Setting its sights to revive tourism to the country, Indonesia has put in place a slew of initiatives to capture a greater slice of the post-pandemic Muslim travel market.

Speaking at the panel discussion titled Strengthening the Quality of Indonesian Tourism through Halal Lifestyle, held in conjunction with the recent Halal in Travel Global Summit, Riyanto Sofyan, chairman of the Indonesia Halal Tourism Association (IHTA), said that among its strategies to lure Muslim travellers to Indonesia is to strengthen the destinations’ offerings to meet changing demands.

Indonesia strengthens tourism offerings to woo Muslim travellers; Muslim tourists at Prambanan Temple pictured

Riyanto said: “We are launching new and unique travel products, focusing on nature-based, wellness and cultural offerings, such as (developing new) glamping resorts and community-based tourism villages.”

One of the products in the making is the Syariah Quadrathlon initiated by the Syariah Economic Society Indonesia, which will include endurance horse-riding, swimming, running and archery.

Otto Setiawan, executive director of Syariah Quadrathlon Indonesia 2021, said the event will initially target domestic participants, with the aim to attract travellers from neighbouring countries at a later stage.

Rizki Handayani, deputy of tourism product and MICE at MoTCE, said: “(One of the post-pandemic trends) is travelling in small group sizes. We hope the domestic destinations can come up with new attractions that meet the needs of specific market segments, sports tourism being one of them.”

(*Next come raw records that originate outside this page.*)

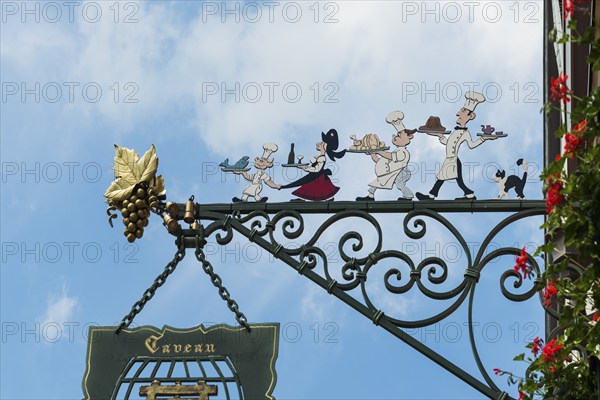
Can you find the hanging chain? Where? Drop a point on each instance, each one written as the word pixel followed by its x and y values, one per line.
pixel 216 280
pixel 158 282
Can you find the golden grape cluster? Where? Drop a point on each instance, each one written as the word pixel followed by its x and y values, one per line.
pixel 136 211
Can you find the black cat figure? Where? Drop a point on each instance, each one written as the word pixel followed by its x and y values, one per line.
pixel 505 183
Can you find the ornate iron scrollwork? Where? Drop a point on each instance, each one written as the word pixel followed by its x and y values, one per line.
pixel 262 223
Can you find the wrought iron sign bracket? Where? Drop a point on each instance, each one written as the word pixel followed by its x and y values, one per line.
pixel 259 221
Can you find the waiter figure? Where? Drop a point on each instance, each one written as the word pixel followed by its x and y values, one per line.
pixel 257 179
pixel 452 167
pixel 390 167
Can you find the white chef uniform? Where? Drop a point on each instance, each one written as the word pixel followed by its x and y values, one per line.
pixel 387 170
pixel 260 176
pixel 449 168
pixel 256 186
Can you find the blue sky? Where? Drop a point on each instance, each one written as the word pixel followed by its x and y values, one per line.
pixel 202 83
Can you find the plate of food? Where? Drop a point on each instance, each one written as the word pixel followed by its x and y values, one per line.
pixel 368 151
pixel 488 131
pixel 368 144
pixel 225 169
pixel 294 165
pixel 434 132
pixel 433 126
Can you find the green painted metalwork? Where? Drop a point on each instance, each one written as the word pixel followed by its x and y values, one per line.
pixel 236 363
pixel 258 222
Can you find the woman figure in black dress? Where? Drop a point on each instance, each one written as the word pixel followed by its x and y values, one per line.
pixel 316 185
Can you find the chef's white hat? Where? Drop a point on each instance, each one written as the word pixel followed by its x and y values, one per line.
pixel 472 99
pixel 268 149
pixel 395 118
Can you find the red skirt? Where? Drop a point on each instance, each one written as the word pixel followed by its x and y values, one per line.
pixel 319 189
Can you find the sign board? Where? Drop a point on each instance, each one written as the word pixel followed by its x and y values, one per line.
pixel 196 363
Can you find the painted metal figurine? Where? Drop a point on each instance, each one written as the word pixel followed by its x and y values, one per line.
pixel 316 185
pixel 390 167
pixel 257 179
pixel 505 183
pixel 452 167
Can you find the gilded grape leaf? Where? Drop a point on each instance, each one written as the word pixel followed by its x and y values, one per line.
pixel 119 190
pixel 131 170
pixel 125 164
pixel 147 165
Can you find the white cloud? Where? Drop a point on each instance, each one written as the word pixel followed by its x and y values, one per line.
pixel 370 55
pixel 60 308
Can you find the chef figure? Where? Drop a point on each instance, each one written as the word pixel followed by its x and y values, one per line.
pixel 390 167
pixel 261 164
pixel 452 167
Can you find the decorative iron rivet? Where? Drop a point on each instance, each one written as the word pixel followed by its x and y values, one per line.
pixel 377 317
pixel 190 211
pixel 331 286
pixel 172 209
pixel 301 268
pixel 171 223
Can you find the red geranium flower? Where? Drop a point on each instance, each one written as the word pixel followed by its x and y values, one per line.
pixel 537 346
pixel 553 196
pixel 549 292
pixel 559 89
pixel 551 349
pixel 521 264
pixel 568 7
pixel 580 127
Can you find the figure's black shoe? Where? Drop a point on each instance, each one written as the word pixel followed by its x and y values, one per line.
pixel 422 196
pixel 366 198
pixel 466 198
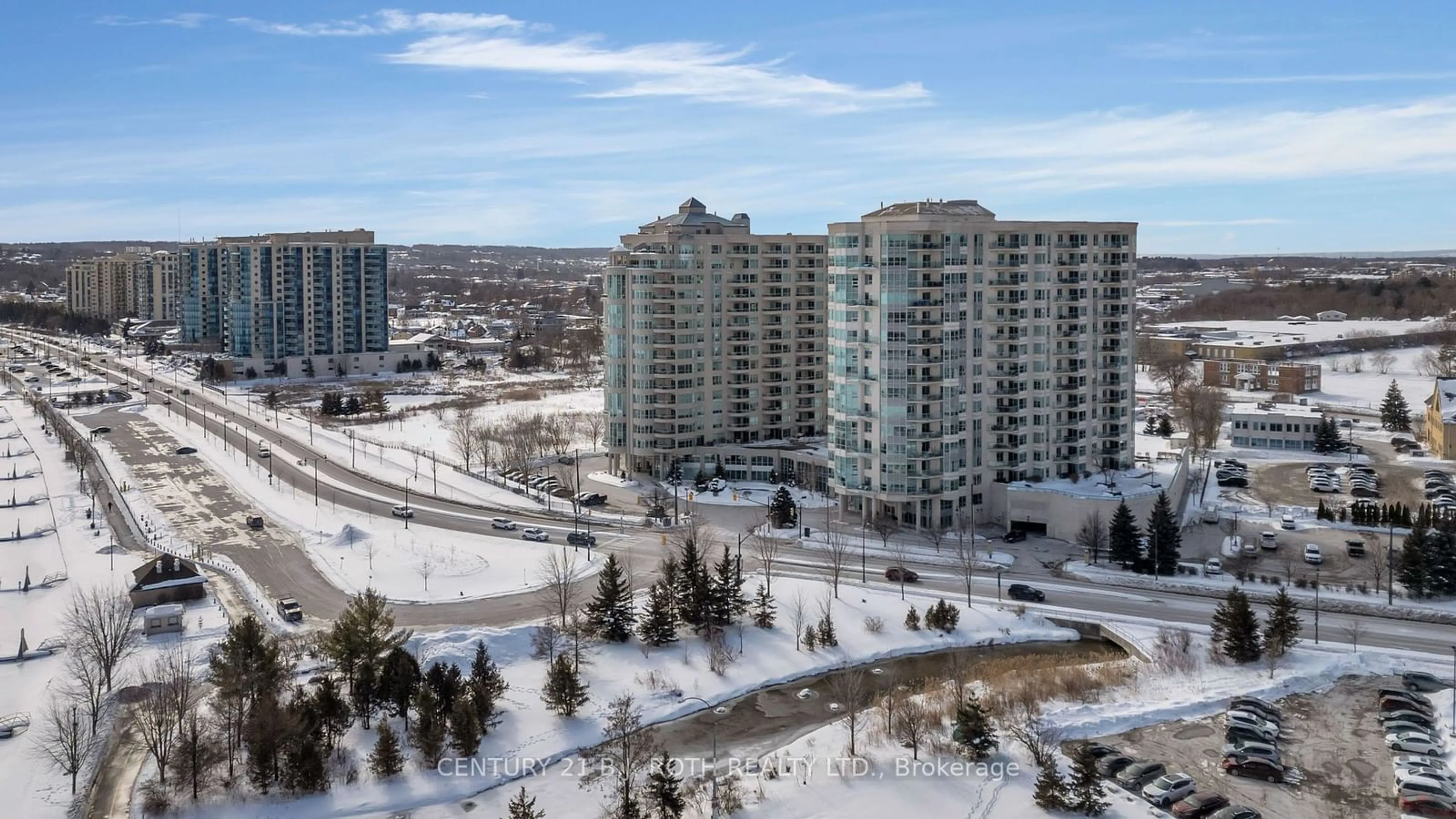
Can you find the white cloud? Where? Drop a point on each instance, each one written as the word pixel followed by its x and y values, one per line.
pixel 1372 78
pixel 388 21
pixel 695 71
pixel 185 19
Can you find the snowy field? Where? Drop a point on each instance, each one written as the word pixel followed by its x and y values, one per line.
pixel 530 732
pixel 817 780
pixel 83 556
pixel 375 550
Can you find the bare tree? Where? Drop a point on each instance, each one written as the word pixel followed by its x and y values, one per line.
pixel 98 624
pixel 462 435
pixel 1092 537
pixel 1353 630
pixel 85 684
pixel 1200 409
pixel 913 725
pixel 1171 371
pixel 799 615
pixel 63 739
pixel 849 689
pixel 766 549
pixel 558 575
pixel 838 554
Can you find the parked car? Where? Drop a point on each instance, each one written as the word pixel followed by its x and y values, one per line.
pixel 1254 769
pixel 1421 681
pixel 1141 773
pixel 1170 789
pixel 1023 592
pixel 896 573
pixel 1113 764
pixel 1237 812
pixel 1428 805
pixel 289 610
pixel 1416 742
pixel 1199 805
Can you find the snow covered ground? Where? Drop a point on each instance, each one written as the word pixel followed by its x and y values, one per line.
pixel 817 780
pixel 375 550
pixel 657 678
pixel 83 556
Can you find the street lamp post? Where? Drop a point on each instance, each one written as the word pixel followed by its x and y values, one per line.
pixel 712 798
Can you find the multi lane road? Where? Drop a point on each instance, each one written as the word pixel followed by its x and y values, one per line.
pixel 284 566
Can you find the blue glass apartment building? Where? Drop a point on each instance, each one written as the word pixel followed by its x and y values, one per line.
pixel 267 299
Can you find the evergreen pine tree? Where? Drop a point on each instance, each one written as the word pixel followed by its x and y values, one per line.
pixel 523 806
pixel 692 586
pixel 784 513
pixel 465 728
pixel 1164 537
pixel 826 632
pixel 664 791
pixel 974 734
pixel 1238 627
pixel 428 732
pixel 726 601
pixel 657 626
pixel 1088 798
pixel 1413 570
pixel 764 608
pixel 610 614
pixel 487 687
pixel 1282 626
pixel 564 691
pixel 386 760
pixel 1052 789
pixel 1395 413
pixel 1122 537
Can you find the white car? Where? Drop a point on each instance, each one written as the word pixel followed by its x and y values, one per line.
pixel 1250 719
pixel 1170 789
pixel 1416 742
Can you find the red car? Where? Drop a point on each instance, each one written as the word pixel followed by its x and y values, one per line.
pixel 1428 805
pixel 1199 805
pixel 1254 769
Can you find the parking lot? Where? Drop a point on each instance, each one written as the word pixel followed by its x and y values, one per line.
pixel 1333 739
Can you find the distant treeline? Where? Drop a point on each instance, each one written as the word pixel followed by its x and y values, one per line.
pixel 1413 298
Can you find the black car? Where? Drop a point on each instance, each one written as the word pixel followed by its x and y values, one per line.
pixel 1023 592
pixel 1113 764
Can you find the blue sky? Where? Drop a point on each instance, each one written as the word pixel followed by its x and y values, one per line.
pixel 1221 127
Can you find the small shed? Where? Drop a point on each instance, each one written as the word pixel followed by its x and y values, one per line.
pixel 166 579
pixel 164 620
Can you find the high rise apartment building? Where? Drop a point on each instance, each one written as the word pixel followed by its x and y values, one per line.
pixel 969 353
pixel 105 286
pixel 265 299
pixel 714 339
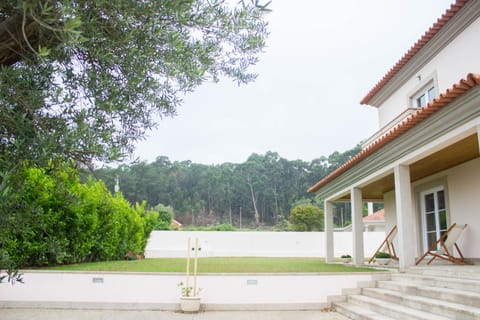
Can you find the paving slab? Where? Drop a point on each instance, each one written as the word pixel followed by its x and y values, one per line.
pixel 78 314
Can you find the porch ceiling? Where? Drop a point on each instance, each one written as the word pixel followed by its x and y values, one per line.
pixel 451 156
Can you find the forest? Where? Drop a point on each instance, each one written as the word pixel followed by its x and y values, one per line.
pixel 259 192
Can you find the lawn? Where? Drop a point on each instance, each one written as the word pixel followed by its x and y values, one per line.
pixel 218 265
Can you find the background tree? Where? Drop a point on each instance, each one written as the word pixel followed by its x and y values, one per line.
pixel 307 218
pixel 211 194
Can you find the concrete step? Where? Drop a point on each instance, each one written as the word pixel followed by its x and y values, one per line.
pixel 356 312
pixel 454 271
pixel 392 310
pixel 446 281
pixel 445 294
pixel 430 305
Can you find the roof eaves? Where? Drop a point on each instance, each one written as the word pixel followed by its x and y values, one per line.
pixel 429 34
pixel 458 89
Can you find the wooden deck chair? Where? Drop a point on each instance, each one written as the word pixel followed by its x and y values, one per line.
pixel 443 247
pixel 387 245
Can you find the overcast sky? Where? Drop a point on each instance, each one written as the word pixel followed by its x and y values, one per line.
pixel 322 57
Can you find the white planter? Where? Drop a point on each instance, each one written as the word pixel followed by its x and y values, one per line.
pixel 190 304
pixel 383 261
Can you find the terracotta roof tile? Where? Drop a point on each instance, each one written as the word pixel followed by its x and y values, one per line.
pixel 429 34
pixel 458 89
pixel 376 216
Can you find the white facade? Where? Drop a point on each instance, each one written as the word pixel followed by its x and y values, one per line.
pixel 456 60
pixel 254 244
pixel 424 162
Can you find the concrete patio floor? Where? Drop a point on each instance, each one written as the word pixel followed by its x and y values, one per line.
pixel 78 314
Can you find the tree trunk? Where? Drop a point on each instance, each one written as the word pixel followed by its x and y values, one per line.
pixel 254 201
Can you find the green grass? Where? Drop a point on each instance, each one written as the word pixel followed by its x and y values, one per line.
pixel 217 265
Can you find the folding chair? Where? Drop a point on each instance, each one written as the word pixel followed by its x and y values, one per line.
pixel 447 241
pixel 388 245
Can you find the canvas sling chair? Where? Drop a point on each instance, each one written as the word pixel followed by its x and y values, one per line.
pixel 443 247
pixel 387 245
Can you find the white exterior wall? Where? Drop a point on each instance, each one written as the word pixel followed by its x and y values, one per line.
pixel 161 291
pixel 255 244
pixel 453 63
pixel 463 201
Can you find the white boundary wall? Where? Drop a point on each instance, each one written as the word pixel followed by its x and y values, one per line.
pixel 161 292
pixel 255 244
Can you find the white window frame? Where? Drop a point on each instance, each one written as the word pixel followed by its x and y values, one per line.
pixel 423 88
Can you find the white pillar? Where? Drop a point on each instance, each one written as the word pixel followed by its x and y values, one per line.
pixel 357 226
pixel 328 214
pixel 370 208
pixel 478 135
pixel 405 217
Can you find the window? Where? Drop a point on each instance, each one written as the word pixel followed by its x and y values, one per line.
pixel 423 97
pixel 434 215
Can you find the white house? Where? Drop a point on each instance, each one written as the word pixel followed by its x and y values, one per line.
pixel 424 161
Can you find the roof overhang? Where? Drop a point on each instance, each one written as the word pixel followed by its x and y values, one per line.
pixel 440 136
pixel 458 17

She also advised travel agencies on the importance of creating experiential value for tours. “You need to incorporate a story-telling component into the tour. Invite the young generations in your destinations to create stories about their places,” Rizki said.

Riyanto said IHTA would also emphasise on capacity building and the implementation of the Cleanliness, Health, Safety and Environmental Sustainability Plus (CHSE+) protocols at tourist destinations.

Wisnu Rahtomo, deputy chairman at IHTA, explained: “The Ministry of Tourism and Creative Economy has come up with the CHSE standard and the InDOnesia CARE (I Do Care) Campaign and we are supporting the initiative by adding the halal travel values to the standard (with the creation of CHSE Plus protocols and the I Do Care Plus campaign).”

In the aspect of Cleanliness, for example, the added component includes Muslim-friendly toilet and prayer amenities, while the Health element in restaurants is to provide halal-certified food and beverages.

“These are basic requirements but many have not paid much attention to them,” Wisnu said.

He added that the I Do Care Plus pilot project is planned for four regencies in West Java where a team comprising the regional government, academicians and practitioners would assist accommodations, restaurants and attractions in implementing the CHSE Plus standard.

Yenike Purbandari, a leader at the Nepal van Java tourism village, Butuh Village in Temanggung, Central Java, opined that the I Do Care Plus programme should not only focus on educating the industry but also the travelling public.

“As management, we implement the protocols and request visitors to wear masks but there is a misconception among travellers that when they are travelling outdoors, they do not need to wear a mask,” she said.

She also appealed for the government to address the manpower crunch in the sector, especially in tourism villages which are rapidly gaining popularity.